Turchin, Peter and Walter Scheidel
2009 Coin Hoards Speak of Population Declines in Ancient Rome. Proceedings of the National Academy of Sciences 106:17276-17279.

5 comments:

Anonymous said...

I've read some of his work, and I find it useful in my own stuff, sometimes. I'm currently doing a lot of work in terms of agent based modeling, and I'm also surprised that this approach hasn't gained more traction amongst archaeologists.

Andrew Oh-Willeke said...

Cliodynamics is a stalking horse for Asimov's "Psychohistory" without the disciplinary breadth and point of view to justify its existence as a full fledged discipline. A few interesting quantitative theories does not an academic discipline make.

It turns out to be much easier to turn common sense notions into math without adding value than most people recognize.

Anonymous said...

I wonder about the same thing, too. However, I think the reason is that most of his models are analogical, and borrowed mostly from population dynamics with no first principle derivations.

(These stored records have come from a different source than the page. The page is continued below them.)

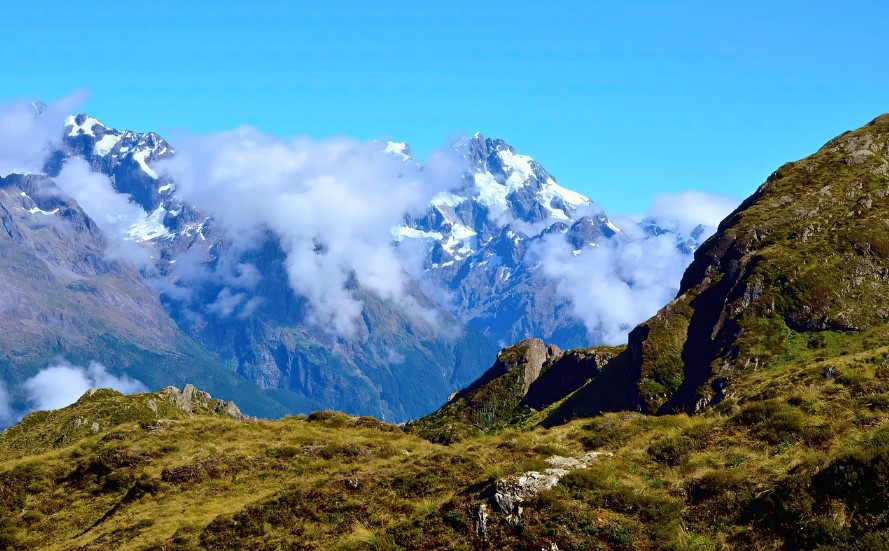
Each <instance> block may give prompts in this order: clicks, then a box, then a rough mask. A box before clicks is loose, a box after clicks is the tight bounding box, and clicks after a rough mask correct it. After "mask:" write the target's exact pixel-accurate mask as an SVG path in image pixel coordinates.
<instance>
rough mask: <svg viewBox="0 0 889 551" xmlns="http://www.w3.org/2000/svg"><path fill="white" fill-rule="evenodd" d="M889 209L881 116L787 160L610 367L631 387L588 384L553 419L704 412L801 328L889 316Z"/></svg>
mask: <svg viewBox="0 0 889 551" xmlns="http://www.w3.org/2000/svg"><path fill="white" fill-rule="evenodd" d="M887 219H889V115H883V116H881V117H878V118H876V119H874V120H873V121H871V122H870V123H868V124H867V125H866V126H864V127H862V128H860V129H858V130H855V131H853V132H846V133H845V134H843V135H841V136H839V137H837V138H835V139H833V140H831V141H830V142H828V143H827V144H826V145H825V146H824V147H822V148H821V149H820V150H819V151H818V152H816V153H815V154H814V155H812V156H810V157H807V158H805V159H802V160H800V161H797V162H793V163H787V164H785V165H784V166H782V167H781V168H779V169H778V170H777V171H776V172H775V173H774V174H772V175H771V176H770V177H769V178H768V180H767V181H766V183H764V184H763V185H762V186H761V187H760V188H759V189H758V190H757V191H756V193H755V194H753V195H752V196H751V197H750V198H748V199H747V200H746V201H744V203H743V204H741V206H739V207H738V209H737V210H735V212H733V213H732V214H730V215H729V216H728V217H727V218H726V219H725V220H724V221H723V222H722V223H721V224H720V226H719V229H718V231H717V233H716V234H715V235H714V236H713V237H711V238H710V239H708V240H707V241H706V242H705V243H704V244H703V245H702V246H701V247H700V248H699V249H698V250H697V251H696V252H695V260H694V262H693V263H692V264H691V266H690V267H689V268H688V270H686V272H685V275H684V277H683V279H682V283H681V288H680V292H679V295H678V296H677V297H676V299H675V300H673V301H672V302H670V304H668V305H666V306H665V307H664V308H663V309H661V310H660V311H659V312H658V313H657V314H656V315H655V316H654V317H652V318H651V319H650V320H648V321H646V322H645V323H643V324H641V325H639V326H638V327H637V328H636V329H635V330H634V331H633V332H631V333H630V336H629V345H628V347H627V351H626V352H625V353H624V354H622V355H621V357H620V358H618V359H616V360H615V362H614V365H613V366H609V369H608V370H607V371H609V372H610V373H611V377H612V378H613V380H615V381H617V380H620V381H623V382H622V383H621V385H622V386H625V387H626V386H629V387H630V388H632V389H633V395H632V396H627V397H625V399H624V400H623V401H622V402H620V403H617V404H614V403H611V404H609V403H606V402H603V401H602V400H601V398H602V396H603V394H604V390H603V389H602V388H601V386H600V385H599V384H598V383H597V384H593V385H588V386H587V387H585V388H584V389H582V390H581V391H580V392H578V393H577V395H575V396H574V397H572V399H571V400H570V401H569V402H567V403H566V404H564V405H563V407H562V408H560V411H559V412H557V413H556V414H555V416H554V417H553V418H552V419H551V422H562V421H564V420H566V419H569V418H571V417H572V416H574V415H588V414H591V413H595V412H596V411H602V410H608V409H639V410H641V411H645V412H652V413H655V412H656V413H669V412H673V411H689V412H692V411H697V410H699V409H701V408H702V407H704V406H706V405H707V404H712V403H715V402H718V401H719V400H721V399H722V398H723V397H725V396H726V395H730V394H731V393H732V390H731V385H732V380H733V378H734V377H736V376H737V375H738V374H740V373H744V372H748V371H751V370H756V369H757V368H758V367H760V366H763V365H766V364H768V363H770V362H772V361H774V360H775V359H777V358H780V357H782V355H784V354H786V353H787V350H788V343H789V342H790V340H791V339H792V338H794V336H795V335H800V334H809V335H813V336H812V337H811V338H815V336H814V335H816V334H817V333H818V332H821V331H826V330H833V331H843V330H851V331H856V330H864V329H868V328H873V327H877V326H881V325H883V324H885V322H886V319H887V318H889V223H887ZM813 342H814V341H813ZM815 345H817V343H816V344H815ZM600 380H602V379H600Z"/></svg>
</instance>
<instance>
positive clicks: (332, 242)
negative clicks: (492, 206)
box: [157, 128, 465, 336]
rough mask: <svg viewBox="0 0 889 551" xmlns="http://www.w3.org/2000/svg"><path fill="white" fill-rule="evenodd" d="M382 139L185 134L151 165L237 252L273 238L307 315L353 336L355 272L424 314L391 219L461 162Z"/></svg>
mask: <svg viewBox="0 0 889 551" xmlns="http://www.w3.org/2000/svg"><path fill="white" fill-rule="evenodd" d="M381 149H382V148H381V145H380V144H379V143H358V142H356V141H353V140H348V139H335V140H323V141H314V140H311V139H308V138H299V139H295V140H291V141H284V140H281V139H279V138H275V137H272V136H269V135H265V134H262V133H260V132H258V131H256V130H253V129H250V128H242V129H239V130H236V131H234V132H228V133H223V134H214V135H209V136H203V137H195V138H188V139H184V140H182V142H181V143H179V144H177V155H176V157H175V158H174V159H170V160H166V161H163V162H161V163H158V166H157V170H158V171H160V172H161V173H162V174H165V175H167V176H168V177H170V178H171V179H172V180H174V181H175V182H176V185H177V192H178V193H179V194H180V195H181V196H182V198H183V199H185V200H186V201H188V202H190V203H192V204H195V205H197V206H198V207H199V208H201V209H203V210H204V211H205V212H208V213H210V214H212V215H213V216H214V219H215V222H216V223H217V224H218V225H219V227H221V228H222V230H223V231H224V232H225V234H226V235H227V237H228V239H229V241H230V242H231V244H232V246H233V248H234V250H235V251H237V250H239V249H240V250H248V249H250V248H253V247H256V246H258V245H259V244H261V243H262V242H263V240H265V239H267V238H268V235H269V233H271V234H273V235H274V236H275V238H276V239H277V242H278V244H279V245H280V247H281V249H282V250H283V252H284V253H285V254H286V260H285V263H284V266H285V269H286V272H287V276H288V281H289V283H290V286H291V287H292V288H293V291H294V292H295V293H296V294H297V295H299V296H302V297H304V298H306V299H307V300H308V302H309V304H310V306H311V315H310V321H312V322H314V323H316V324H317V325H319V326H321V327H324V328H328V329H330V330H332V331H334V332H336V333H337V334H340V335H344V336H350V335H352V334H353V331H354V329H355V322H356V320H357V319H358V318H359V316H360V314H361V311H362V304H361V302H360V301H359V300H358V299H357V298H356V297H355V295H354V293H353V291H352V290H350V289H349V282H350V281H351V280H352V278H354V279H355V280H357V282H358V283H359V284H360V285H361V286H362V287H363V288H364V289H366V290H368V291H370V292H371V293H374V294H375V295H377V296H378V297H380V298H383V299H389V300H393V301H395V302H397V303H398V304H400V305H401V306H402V307H403V308H405V309H406V310H407V311H409V312H412V313H413V314H414V315H416V316H417V318H418V319H426V320H427V321H428V319H429V318H428V312H426V311H425V310H424V309H423V308H421V307H420V306H419V305H418V304H417V302H416V301H415V300H414V299H413V298H412V297H411V296H410V294H409V293H408V291H407V286H408V281H409V279H408V276H407V273H406V271H405V266H404V263H403V259H402V258H401V257H400V256H399V255H398V254H397V253H396V251H395V250H394V248H393V247H392V234H391V229H392V227H394V226H396V225H398V224H399V223H400V221H401V220H402V218H403V216H404V214H405V213H407V212H415V213H419V212H422V210H423V209H425V208H426V205H427V203H428V202H429V200H430V199H431V198H432V197H433V196H434V195H435V194H436V193H438V192H439V191H442V190H445V189H448V188H450V187H453V186H454V184H455V182H458V181H459V178H460V175H461V173H462V171H463V169H464V168H465V166H464V165H463V164H462V161H460V160H458V159H457V158H456V157H454V156H451V155H448V154H445V153H440V154H436V155H433V156H432V157H431V158H430V159H429V160H428V161H427V163H426V164H425V166H424V167H423V168H422V169H421V168H420V167H418V166H416V165H415V164H413V163H411V162H406V161H405V160H403V159H402V158H400V157H398V156H394V155H389V154H385V153H383V152H382V151H381ZM236 302H237V303H240V302H244V303H245V304H247V303H246V296H244V297H240V298H239V297H238V293H235V292H229V293H228V294H225V295H222V294H220V295H219V296H218V297H217V301H216V303H214V304H215V305H216V306H215V307H216V308H217V309H218V311H219V312H220V313H221V314H231V313H232V312H234V308H236V307H237V306H238V304H234V303H236Z"/></svg>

Using analogy is not enough for disciplinary existence and any other models could as well be used for the same application/purpose without justification.

Michael E. Smith said...

I don't really care whether Turchin's grand claim for a new discipline makes sense or not, or whether his models are based on analogy or first principles. If his work illuminates aspects of cultural evolution, then it has value. If it suggests methods or concepts that others of us might follow up usefully, then it has value. On these latter points, my assessment is a cautious positive judgment.

Evan said...

I was just browsing WSU's Evolutionary Modeling program's seminars and found this: http://ipem.anth.wsu.edu/node/298

I suppose this means Turchin's getting out there more, though it could just be because of Kohler.